1 原  理 

在液体中通过快速长时间振荡， 增加微生物与抗（抑）菌产品内抑菌剂的接触以显示其抑菌作用。试验根据抑菌率大小判断其是否具有抑菌能力。本试验适用于对非溶出性抗（抑）菌织物的抗（抑）菌效果鉴定。

2 实验器材 

（1）实验菌株  金黄色葡萄球菌（ATCC 6538）、大肠杆菌（8099）、白色念珠菌（ATCC 10231） 菌悬液的制备方法见2.1.2。根据抑菌剂特定用途也可用其他菌悬液  

（2）磷酸盐缓冲液（PBS，0.03mol/L，pH值7.2）

（3）振荡摇床 （300r/min）

（4）三角烧瓶 

（5）营养琼脂培养基、胰蛋白胨大豆琼脂培养基（TSA）与沙堡琼脂培养基

3 操作程序 

（1）将抗菌物品剪切成 10mm×10mm 样片，称取 0.75g 2份分别置入 250mL 的三角烧瓶中。 

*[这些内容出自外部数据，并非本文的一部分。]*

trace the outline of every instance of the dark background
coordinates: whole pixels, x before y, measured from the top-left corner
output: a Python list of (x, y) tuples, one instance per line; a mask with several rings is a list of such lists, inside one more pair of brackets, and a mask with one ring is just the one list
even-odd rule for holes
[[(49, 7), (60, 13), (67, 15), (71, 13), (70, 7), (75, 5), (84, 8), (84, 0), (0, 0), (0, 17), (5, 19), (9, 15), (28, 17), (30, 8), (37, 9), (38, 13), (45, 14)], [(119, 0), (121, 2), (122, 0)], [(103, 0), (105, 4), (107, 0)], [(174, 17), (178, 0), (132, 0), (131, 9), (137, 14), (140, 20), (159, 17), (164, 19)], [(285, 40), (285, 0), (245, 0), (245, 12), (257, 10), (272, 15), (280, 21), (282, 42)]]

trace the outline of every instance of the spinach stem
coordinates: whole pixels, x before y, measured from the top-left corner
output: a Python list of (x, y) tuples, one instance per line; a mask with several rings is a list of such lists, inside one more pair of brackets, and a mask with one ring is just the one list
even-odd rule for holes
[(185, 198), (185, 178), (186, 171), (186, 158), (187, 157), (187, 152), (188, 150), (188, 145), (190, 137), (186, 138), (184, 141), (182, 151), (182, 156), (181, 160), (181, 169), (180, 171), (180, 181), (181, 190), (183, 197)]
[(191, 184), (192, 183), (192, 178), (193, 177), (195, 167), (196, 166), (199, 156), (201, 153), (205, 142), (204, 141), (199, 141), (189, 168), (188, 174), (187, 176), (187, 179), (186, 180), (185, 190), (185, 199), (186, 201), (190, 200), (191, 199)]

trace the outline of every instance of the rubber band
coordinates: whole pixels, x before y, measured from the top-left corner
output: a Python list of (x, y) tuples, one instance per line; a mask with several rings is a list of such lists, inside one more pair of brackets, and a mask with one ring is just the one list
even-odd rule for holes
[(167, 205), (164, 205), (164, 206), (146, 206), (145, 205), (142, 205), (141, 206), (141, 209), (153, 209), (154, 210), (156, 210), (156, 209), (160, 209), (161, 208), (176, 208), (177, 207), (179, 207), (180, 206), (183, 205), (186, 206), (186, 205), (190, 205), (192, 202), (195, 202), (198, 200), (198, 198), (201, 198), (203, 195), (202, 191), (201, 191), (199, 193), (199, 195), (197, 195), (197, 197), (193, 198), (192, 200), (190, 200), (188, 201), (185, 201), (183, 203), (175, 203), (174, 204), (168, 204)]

（2）在上述三角烧瓶中加入 70mL PBS和 5mL菌悬液，使菌悬液在PBS中的浓度为1×104cfu/mL～5×104cfu/mL。 

（3）将三角烧瓶固定于振荡摇床上，在作用温度为 20℃～25℃ 的条件下，以300r/min分别振摇 2min、1h。吸取 1.0mL 用PBS作适当稀释至10-2，作为试验组振荡前样液。

（4）分别吸取振荡前和振荡后样液及适当稀释度的稀释液各 1.0mL，以琼脂倾注法接种平皿，每个样液接种2个平皿，按照2.1.3规定的方法进行活菌培养计数。 

（5）试验同时设阴性对照样片和不加样片组。对照样片组以不含抗菌剂的材质、大小相同的样片代替抗菌样片外， 其它操作程序均与实验组相同。 不加样片组分别取 5mL菌悬液和 70mL PBS加入 250mL 三角烧瓶中，混匀，分别于振荡前和振荡后 1h，各取 1.0mL 菌悬液与PBS的混合液做适当稀释。同上，按2.1.3法进行活菌培养计数。 

（6）以试验同批次的稀释液、培养基分别设阴性对照。

（7）试验重复3次，按下式计算抑菌率 
抑菌率=（样品振荡前平均菌落数-样品振荡后平均菌落数）/样品振荡前平均菌落数×100%

4 评价规定 

（1）各次试验阴性对照均应无菌生长。 

（2）不加样片组活菌计数在 1×104cfu/mL～5×104cfu/mL之间， 且样本振荡前后平均菌落数差值在 10% 以内， 试验有效。 

（3）各次试验中，试验样片抑菌率与对照样片抑菌率的差值菌＞26%， 即判定该产品具有抗菌作用。

5 注意事项 

振荡前须将振荡摇床上的三角烧瓶固定牢，以免碰破。 
试验中，在实验误差允许的范围内，如果试验组和对照组出现振荡后菌落数高于振荡前 菌落数的情况，其抑菌率可按“0”计算。